Centrale Raad van Beroep

Datum uitspraak
7 april 2010
Publicatiedatum
5 april 2013
Zaaknummer
08-3845 WVG
Instantie
Centrale Raad van Beroep
Type
Uitspraak
Rechtsgebied
Bestuursrecht; Socialezekerheidsrecht
Procedures
  • Hoger beroep
Vindplaatsen
  • Rechtspraak.nl
AI samenvatting door LexboostAutomatisch gegenereerd

Bevoegdheid College bij uitvoering Wvg en verstrekking voorzieningen in natura

In deze uitspraak van de Centrale Raad van Beroep op 7 april 2010, in het hoger beroep van appellante tegen de gemeente Amsterdam, werd de bevoegdheid van het College bij de uitvoering van de Wet voorzieningen gehandicapten (Wvg) behandeld. Appellante had in 2004 een fiets met hulpmotor in bruikleen gekregen, maar in 2005 besloot de gemeenteraad van Amsterdam dat deze verstrekking niet meer zou plaatsvinden.

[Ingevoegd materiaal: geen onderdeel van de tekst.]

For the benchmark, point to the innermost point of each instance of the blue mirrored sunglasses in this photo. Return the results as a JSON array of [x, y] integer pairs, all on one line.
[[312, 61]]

Appellante betwistte deze beslissing en stelde dat het College niet in overeenstemming met de beleidsregels handelde door de bruikleenovereenkomst in te trekken en de fiets in eigendom te verstrekken, samen met een financiële tegemoetkoming van € 275,--. De Raad oordeelde dat het College uitsluitend bevoegd is om beleidsregels vast te stellen, in te trekken en te wijzigen met betrekking tot de uitvoering van de Wvg. Het besluit van de gemeenteraad om de verstrekking van de fiets met hulpmotor te beëindigen, had geen invloed op de beleidsregels van het College. De Raad concludeerde dat het College in strijd met de wet handelde door de bruikleenovereenkomst te beëindigen en de fiets in eigendom te verstrekken, en vernietigde het besluit van 22 februari 2007, evenals de eerdere uitspraak van de rechtbank.

Uitspraak

08/3845 WVG
Centrale Raad van Beroep
Enkelvoudige kamer
U I T S P R A A K
op het hoger beroep van:
[appellante], wonende te [woonplaats], (hierna: appellante)
tegen de uitspraak van de rechtbank Amsterdam van 20 mei 2008, 07/1578 (hierna: aangevallen uitspraak)
in het geding tussen
appellante
en
het College van burgemeester en wethouders van de gemeente Amsterdam (hierna: College)
Datum uitspraak: 7 april 2010
I. PROCESVERLOOP
Namens appellante heeft mr. I.T. Martens, werkzaam bij SRK Rechtsbijstand te Zoetermeer, hoger beroep ingesteld.
Het College heeft een verweerschrift ingediend.
Het onderzoek ter zitting heeft plaatsgevonden op 14 oktober 2009. Appellante is in persoon verschenen, bijgestaan door mr. Martens. Het College heeft zich laten vertegenwoordigen door mr. J.C. Smit, werkzaam bij de gemeente Amsterdam.
De Raad heeft het onderzoek heropend en heeft het College verzocht enkele stukken over te leggen. Deze stukken zijn ingezonden bij brief van 2 november 2009.
Met toestemming van partijen heeft de Raad bepaald dat het onderzoek ter zitting achterwege blijft, waarna het onderzoek is gesloten.
II. OVERWEGINGEN
1.1. Bij besluit van 24 september 2004 heeft het College aan appellante op grond van het bepaalde bij en krachtens de Wet voorzieningen gehandicapten (hierna: Wvg) een fiets met hulpmotor in bruikleen verstrekt.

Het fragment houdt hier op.